We’ve all been in a business lunch or a meeting where everybody is listening to the boss and it’s apparent that no one knows what he/she is talking about. Of course, nobody is willing to ask the question. You knew you didn’t know, you were pretty sure nobody else did either, but there was no way your hand was going up for fear that it might get sawed off after you exposed yourself as clueless. In Cyber Security, it’s beneficial to unlearn the above example, because the basics, and I mean the MOST basics can save a lot of hassle.
It’s not often that an entire new sector of the corporate employment spectrum goes from a $5B to $20B spend in less than 10 years. Fear is a powerful economic motivator. It also causes a ton of confusion. Questions like, “What do I need?”, “What level of security am I really buying?”, and “If I actually figure out what I need, what qualifications do I even look for?” are commonplace. It took me a while to even figure out the simple structure of a company Security Program. Then I found the NIST’s Cybersecurity Workforce Framework and it was immensely helpful. Over time, I did some rearranging and simplifying. With a big nod to the NIST, here’s my list of the six functional areas of a Cyber Program.

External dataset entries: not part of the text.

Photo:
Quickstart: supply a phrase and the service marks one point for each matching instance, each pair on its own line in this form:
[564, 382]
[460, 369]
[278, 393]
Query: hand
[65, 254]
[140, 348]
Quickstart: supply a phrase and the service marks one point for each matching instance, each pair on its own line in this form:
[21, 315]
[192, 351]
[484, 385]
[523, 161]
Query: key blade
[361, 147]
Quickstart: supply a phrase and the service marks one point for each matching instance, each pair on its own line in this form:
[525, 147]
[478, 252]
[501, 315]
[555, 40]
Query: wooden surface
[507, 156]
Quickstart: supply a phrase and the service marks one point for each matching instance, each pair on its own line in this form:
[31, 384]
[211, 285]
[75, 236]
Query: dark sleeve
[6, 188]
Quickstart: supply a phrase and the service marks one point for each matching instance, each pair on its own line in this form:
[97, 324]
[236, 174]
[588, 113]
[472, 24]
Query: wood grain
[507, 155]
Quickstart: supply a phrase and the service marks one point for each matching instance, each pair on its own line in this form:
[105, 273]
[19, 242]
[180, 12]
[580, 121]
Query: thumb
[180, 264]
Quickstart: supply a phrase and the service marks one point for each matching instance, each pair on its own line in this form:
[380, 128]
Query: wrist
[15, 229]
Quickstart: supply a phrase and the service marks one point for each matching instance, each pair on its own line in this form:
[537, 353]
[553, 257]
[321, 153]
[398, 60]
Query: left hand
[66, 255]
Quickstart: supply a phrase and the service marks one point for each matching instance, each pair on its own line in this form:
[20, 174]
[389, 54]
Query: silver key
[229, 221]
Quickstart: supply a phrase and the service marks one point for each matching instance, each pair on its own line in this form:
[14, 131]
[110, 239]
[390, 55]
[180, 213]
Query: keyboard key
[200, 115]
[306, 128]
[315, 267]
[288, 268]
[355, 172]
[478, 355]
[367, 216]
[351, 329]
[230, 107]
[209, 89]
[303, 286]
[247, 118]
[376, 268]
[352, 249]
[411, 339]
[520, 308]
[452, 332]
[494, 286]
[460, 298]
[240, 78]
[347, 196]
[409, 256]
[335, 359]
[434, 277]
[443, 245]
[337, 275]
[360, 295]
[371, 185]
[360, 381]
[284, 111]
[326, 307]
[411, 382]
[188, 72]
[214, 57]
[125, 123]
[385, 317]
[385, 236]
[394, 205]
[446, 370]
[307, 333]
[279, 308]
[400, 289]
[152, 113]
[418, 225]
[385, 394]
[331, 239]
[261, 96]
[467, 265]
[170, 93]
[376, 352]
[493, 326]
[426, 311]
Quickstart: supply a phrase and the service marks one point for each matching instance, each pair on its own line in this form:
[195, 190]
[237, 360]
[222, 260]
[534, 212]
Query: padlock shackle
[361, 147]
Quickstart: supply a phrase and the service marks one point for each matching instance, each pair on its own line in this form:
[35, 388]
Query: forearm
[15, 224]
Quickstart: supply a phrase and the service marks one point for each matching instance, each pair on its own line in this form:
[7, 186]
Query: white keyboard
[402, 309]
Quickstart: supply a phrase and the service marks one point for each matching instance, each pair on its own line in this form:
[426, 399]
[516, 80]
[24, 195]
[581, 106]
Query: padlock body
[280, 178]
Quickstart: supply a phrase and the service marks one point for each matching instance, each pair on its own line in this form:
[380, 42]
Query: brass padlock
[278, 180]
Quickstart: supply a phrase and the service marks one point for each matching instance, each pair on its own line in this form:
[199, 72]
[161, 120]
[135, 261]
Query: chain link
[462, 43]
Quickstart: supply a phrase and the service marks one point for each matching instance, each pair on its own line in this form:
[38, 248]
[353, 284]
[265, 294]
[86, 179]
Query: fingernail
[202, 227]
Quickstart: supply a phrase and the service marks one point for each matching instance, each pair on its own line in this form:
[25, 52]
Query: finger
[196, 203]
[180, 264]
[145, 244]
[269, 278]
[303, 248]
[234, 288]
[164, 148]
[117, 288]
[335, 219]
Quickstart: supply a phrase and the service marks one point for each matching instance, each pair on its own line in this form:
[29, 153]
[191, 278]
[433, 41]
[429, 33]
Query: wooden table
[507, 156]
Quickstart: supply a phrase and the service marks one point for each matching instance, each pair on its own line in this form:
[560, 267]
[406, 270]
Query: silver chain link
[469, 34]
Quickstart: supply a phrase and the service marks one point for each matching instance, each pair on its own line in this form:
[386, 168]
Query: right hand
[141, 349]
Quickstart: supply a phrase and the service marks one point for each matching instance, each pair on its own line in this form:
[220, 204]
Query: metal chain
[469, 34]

- Govern – These are your leaders – people that oversee, direct and develop, and advocate a company’s Security Program. An interesting number of these folks don’t deal in Security full-time. These people include your CISO or InfoSec Manager, legal, training and awareness, strategic planning folks, program and project managers and Security budget/audit people.
- Design and Build – These are your higher-level IT folks – people who create, design and build InfoSec systems. Architects, software and systems developers, test and risk management fall under this area.
- Operate and Maintain – Hands-on people that run the tools that operate the network. Data administration, tech support, network ops and sys administrators and analysts round out this group.
- Collect – Now we start to get into the sexy side of the business, as 4 through 6 tend to be what people think about when they hear the word Cyber. This group represents the people that collect Cyber information used to develop intelligence, primarily Cyber collection people and operational planning. Basically, these are folks that come out of the Intelligence community.
- Protect, Defend and Analyze – These are high and higher-level tech people that identify, analyze and mitigate threats to internal systems. You’ll find a bunch of analysts here, from cyber defense to incident response to vulnerability assessment and management and threat. Pentesters are also part of this group.
- Investigate – Most of this work is still done by law enforcement, but more and more large organizations with serious data are hiring these people which are a combination of cyber crime investigators and digital forensics people.
I use this framework almost everyday and I hope it helps bring some clarity to you.